The objective of this project is to create a Linear Regression Model that predicts the sale price of properties in Ames, Iowa. A model is created with training data that was provided to us and predictions will be made on a test data that does NOT have the actual sale prices available to us. The predictions will be submitted onto Kaggle and our Root Mean Squared Error will be calculated for our predictions vs. actual values.
Predicted sale prices for test data without sale prices were uploaded onto a Kaggle competition where Root Mean Squared Error for those predictions were returned.
https://www.kaggle.com/c/dsi-us-9-project-2-regression-challenge/leaderboard#score
Having this link open while going through the code may be helpful in understanding the specific features: http://jse.amstat.org/v19n3/decock/DataDocumentation.txt
Many of the columns had NaN values in them.
- Rows that had a NaN value as a string, I cross checked if the area for that specific variable was 0 sq. ft. and concluded that the NaN values could be converted to NA. (ie. NA = No basement 1, No pool, etc.)
Some rows had an entire categorical variable missing. (ie. Basement, Basement Sq. Ft., Basement Full Bath, etc.)
- I concluded that these variables are important to help determine the price of a property and decided to remove rows like these so they wouldn't affect my model.
Outliers:
- While looking at my outliers post-modeling, I noticed that some properties were huge with many rooms and bathrooms but were sold at an extremely low price. I decided to drop these outliers.
- There were other outliers that were identified as outliers in multiple categories. These outliers were also dropped.
-
I dummied out every single categorical column in both train and test data.
-
I split my training data into one part that I could use to train my model and the other party so I could test it. In order to not clash with my original test data, I labeled this new test data as "holdout."
-
Identified variables I want to include my model.
- I first started by determining which variables are definitely important to determining sale price of a property.
- I created a for-loop that made Single Linear Regressions for each individual variable against Sale Price and added that variable name to a list if it affects sale price by at least +/- 30,000.
-
I ran my model and obtained the scores of the training set, the holdout set, and a cross value score of the training set.
-
I used PolyNomialFeatures to create interactions of every numerical column in my original dataset. I used Lasso to identify which interactions were the most effective and I added those to my Linear Regression Model and re-ran it.
Multiple submissions were made on Kaggle. My best model has a Root Mean Squared Error of 23,808.780 against the Kaggle test data.

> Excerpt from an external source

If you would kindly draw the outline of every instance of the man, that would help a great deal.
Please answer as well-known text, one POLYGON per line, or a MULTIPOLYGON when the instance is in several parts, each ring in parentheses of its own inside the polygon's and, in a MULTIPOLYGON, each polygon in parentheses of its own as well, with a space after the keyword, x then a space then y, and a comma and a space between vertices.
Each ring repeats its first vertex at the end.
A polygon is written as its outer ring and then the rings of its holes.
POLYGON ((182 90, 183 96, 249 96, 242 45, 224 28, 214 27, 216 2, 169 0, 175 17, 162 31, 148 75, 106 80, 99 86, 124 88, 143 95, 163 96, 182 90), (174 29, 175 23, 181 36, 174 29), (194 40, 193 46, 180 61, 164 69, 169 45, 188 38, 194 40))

The following are scores obtained from my training and holdout data:
Metric | Score |
---|---|
R2 Score (Train Data) | 93.95% |
R2 Score (Holdout Data) | 92.11% |
Cross Value Score, 5 Folds (Train Data) | 92.00% |
Root Mean Squared Error | $21,941.01 |
Mean Absolute Error | $15314.41 |
Mean of Residuals | $758.53 |
For the most part, I believe my model does ok. Based on the metrics, it doesn't seem like it's overfitting too much. For future note, I will put in more time to separating/creating bins for the data by methods such as numerical vs. categorical or grouping properties into a different column in order to reduce the amount of dummy columns I have. I feel if I had done that, my model would be a little bit better.

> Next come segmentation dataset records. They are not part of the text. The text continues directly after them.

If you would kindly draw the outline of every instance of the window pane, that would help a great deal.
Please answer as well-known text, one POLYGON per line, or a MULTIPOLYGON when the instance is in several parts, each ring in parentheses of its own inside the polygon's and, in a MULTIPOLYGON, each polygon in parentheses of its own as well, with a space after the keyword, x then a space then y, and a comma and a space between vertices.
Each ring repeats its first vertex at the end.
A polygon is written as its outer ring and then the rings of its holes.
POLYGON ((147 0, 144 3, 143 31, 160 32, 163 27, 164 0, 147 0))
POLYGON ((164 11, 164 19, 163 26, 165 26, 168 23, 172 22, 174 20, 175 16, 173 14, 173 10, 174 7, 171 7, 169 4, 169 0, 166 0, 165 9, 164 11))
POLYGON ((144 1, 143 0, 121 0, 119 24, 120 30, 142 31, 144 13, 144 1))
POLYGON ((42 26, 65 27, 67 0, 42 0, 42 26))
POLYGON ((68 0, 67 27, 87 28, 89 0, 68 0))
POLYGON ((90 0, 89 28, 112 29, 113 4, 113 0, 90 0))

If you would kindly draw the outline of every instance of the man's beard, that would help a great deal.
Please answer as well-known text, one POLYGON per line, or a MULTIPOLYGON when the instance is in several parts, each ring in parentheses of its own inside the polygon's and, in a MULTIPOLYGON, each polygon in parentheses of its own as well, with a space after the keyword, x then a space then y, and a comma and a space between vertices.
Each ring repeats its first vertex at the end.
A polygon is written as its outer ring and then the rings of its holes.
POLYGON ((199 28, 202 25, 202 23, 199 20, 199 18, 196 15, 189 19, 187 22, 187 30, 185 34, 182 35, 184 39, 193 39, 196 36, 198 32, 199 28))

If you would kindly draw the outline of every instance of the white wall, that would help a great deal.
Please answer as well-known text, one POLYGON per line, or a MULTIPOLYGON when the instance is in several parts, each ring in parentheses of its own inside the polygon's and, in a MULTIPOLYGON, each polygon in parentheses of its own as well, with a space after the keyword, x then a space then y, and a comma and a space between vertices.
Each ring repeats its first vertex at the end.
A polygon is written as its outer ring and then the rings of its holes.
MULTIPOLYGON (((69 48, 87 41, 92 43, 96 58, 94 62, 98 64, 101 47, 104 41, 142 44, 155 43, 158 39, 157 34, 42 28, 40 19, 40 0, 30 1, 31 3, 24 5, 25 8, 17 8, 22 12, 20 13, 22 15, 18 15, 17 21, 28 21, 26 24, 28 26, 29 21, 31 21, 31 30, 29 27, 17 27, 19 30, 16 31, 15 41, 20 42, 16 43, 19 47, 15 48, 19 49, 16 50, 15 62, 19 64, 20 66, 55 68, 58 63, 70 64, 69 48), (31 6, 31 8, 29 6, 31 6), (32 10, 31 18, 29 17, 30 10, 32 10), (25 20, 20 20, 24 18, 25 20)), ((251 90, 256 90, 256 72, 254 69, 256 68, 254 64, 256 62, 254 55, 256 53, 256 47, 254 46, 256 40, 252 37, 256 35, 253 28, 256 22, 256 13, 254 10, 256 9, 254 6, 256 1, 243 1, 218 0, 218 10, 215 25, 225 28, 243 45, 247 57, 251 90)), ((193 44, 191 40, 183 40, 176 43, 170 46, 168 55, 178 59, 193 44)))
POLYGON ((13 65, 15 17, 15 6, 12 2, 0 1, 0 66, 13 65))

Most of the properties on the training set were in the range of $100,000 to $400,000. If I felt that my property should be priced within that range, I would be fairly confident in using my model to predict it's value. However, due to the overwhelming amount of average priced properties, this makes the model less accurate for properties that are worth more. If my property is greater than $400,000 I wouldn't use my model to sell my property and go to a real estate agent instead.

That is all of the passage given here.